Esta semana, en Fuerteventura, la Guardia Civil ha identificado a una mujer por enterrar a su perro en la vía pública. El caso ha removido conciencias y “generada controversia”. Según el SEPRONA, no hubo maltrato. Ni lesiones. Ni negligencia. Solo un cadáver viejo, descompuesto, que alguien quiso ocultar bajo la tierra porque no sabía hacer otra cosa.
La ley —la Ley 7/2023, para ser exactos— dice que solo una empresa autorizada puede ocuparse de ese cuerpo. Que debe quedar constancia. Que debe haber incineración, registro, número, firma. Todo limpio, todo certificado (BOE, 2023). Y tiene sentido. La ley busca evitar riesgos sanitarios y barbaridades. Pero se olvida de un pequeño detalle: la muerte no siempre ocurre donde uno tiene dinero, coche o soluciones. A veces ocurre donde puede. En la orilla de un camino. En un piso de alquiler. En mitad de la nada.
La mujer de Fuerteventura cometió dos errores. Uno legal —porque la vía pública no es lugar para entierros— y uno quizás logístico —porque no tuvo dónde hacerlo mejor. Pero no cometió el peor de todos: el de abandonar. El de meter al perro en una bolsa y dejarlo en un contenedor. O el de no darlo de baja ni comunicar nada. Ella, como yo, quiso enterrar con respeto. A su manera.
Por eso, más allá de la sanción, sería razonable que en islas como Lanzarote se habilitara una pequeña parcela, decente y legal, para que quienes aman a sus animales puedan enterrarlos sin miedo a sanciones. Un espacio modesto, limpio, controlado. Nada ostentoso. Un cementerio animal con sombra, donde poder poner una piedra, unas flores, un nombre. Lo que uno necesita para no sentir que ha tirado a su perro como si fuera una zapatilla vieja.
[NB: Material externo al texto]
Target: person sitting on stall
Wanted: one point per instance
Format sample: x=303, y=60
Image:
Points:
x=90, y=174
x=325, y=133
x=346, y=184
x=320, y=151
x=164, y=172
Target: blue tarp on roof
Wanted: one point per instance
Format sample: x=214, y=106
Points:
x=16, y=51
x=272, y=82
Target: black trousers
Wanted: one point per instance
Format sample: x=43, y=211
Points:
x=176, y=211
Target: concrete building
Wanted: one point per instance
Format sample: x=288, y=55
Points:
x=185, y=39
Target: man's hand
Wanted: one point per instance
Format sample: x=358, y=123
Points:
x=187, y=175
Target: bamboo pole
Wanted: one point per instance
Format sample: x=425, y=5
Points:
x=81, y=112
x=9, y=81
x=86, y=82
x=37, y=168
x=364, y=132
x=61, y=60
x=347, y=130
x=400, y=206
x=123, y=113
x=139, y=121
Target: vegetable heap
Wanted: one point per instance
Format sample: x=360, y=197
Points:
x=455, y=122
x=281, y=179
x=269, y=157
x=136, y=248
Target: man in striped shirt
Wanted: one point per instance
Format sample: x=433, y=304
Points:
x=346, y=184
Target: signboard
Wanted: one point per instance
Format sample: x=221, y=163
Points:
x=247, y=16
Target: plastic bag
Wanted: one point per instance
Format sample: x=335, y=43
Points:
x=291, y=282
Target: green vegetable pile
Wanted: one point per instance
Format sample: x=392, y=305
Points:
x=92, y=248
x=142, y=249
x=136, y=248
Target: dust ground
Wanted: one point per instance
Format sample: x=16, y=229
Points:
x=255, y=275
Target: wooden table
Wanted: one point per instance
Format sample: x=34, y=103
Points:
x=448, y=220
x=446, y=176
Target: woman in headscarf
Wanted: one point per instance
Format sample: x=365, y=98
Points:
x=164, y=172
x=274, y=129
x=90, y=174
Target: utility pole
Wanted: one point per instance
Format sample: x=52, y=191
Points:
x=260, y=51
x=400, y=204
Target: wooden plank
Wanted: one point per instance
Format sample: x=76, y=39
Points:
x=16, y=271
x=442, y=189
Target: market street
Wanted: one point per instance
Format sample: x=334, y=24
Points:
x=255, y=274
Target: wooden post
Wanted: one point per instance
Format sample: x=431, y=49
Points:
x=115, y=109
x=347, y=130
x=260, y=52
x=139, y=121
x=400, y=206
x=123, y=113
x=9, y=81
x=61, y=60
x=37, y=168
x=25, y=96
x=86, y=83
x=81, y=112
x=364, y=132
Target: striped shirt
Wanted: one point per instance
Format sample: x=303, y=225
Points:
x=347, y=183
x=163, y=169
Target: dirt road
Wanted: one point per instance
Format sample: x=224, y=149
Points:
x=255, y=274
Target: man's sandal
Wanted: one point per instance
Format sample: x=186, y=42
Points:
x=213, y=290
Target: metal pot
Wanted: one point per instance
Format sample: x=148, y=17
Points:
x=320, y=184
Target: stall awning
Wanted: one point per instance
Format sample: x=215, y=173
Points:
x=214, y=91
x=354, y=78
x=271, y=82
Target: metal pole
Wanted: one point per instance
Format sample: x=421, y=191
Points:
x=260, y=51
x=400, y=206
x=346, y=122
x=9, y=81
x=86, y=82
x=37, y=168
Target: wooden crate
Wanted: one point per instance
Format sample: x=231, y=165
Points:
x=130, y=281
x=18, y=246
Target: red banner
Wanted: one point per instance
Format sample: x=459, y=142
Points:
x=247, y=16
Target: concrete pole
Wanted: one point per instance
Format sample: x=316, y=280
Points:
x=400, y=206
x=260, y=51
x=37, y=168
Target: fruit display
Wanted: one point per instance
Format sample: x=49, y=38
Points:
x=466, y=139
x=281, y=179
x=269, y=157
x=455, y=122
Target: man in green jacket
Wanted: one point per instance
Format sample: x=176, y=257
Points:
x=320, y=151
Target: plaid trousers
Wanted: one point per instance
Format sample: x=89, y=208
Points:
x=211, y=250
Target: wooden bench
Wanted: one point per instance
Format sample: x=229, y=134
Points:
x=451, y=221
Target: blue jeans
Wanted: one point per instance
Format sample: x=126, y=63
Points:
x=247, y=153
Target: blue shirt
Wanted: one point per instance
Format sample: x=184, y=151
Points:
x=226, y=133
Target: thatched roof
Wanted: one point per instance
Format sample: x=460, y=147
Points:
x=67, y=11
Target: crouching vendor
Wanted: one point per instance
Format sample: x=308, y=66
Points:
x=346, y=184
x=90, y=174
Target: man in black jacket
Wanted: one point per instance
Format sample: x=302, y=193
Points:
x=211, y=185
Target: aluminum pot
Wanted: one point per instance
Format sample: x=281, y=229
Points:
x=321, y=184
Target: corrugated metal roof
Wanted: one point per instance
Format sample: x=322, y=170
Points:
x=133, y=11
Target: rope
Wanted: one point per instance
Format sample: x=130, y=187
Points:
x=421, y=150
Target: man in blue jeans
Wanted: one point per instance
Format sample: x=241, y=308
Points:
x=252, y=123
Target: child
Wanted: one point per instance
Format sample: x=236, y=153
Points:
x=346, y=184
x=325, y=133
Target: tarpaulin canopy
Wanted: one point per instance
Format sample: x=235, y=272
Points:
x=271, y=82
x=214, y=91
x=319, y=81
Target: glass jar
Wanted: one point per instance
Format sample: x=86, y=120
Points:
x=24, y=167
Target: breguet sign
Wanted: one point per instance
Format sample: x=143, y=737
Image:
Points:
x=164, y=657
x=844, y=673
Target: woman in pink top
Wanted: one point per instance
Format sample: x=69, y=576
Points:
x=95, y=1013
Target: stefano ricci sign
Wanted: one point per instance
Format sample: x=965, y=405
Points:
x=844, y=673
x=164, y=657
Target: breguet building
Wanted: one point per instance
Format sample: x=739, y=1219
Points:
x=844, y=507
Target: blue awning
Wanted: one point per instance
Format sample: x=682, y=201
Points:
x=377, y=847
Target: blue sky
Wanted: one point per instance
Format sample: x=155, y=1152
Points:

Porque no todo el mundo tiene finca. Ni todo el mundo puede pagar una incineración privada. Ni todo el mundo sabe qué hacer cuando se te muere el perro en la cocina. ¿Vamos a sancionar a quien actúa con torpeza, pero con amor, mientras dejamos pasar tantas otras barbaridades?
Sí, yo también lo he hecho. Y si me toca de nuevo, lo volveré a hacer. En mi terreno, o en mitad de la montaña, donde no moleste a nadie. Lejos del paso de gente. Cerca de algún árbol bonito. Porque a los míos no los dejo en cualquier parte. Los entierro donde pueda volver a hablarles sin miedo ni culpa.
La ley es necesaria. Pero más necesaria aún es la compasión. Que las instituciones no solo regulen, sino que habiliten soluciones humanas para situaciones humanas. Y que el adiós, al menos, no sea un crimen.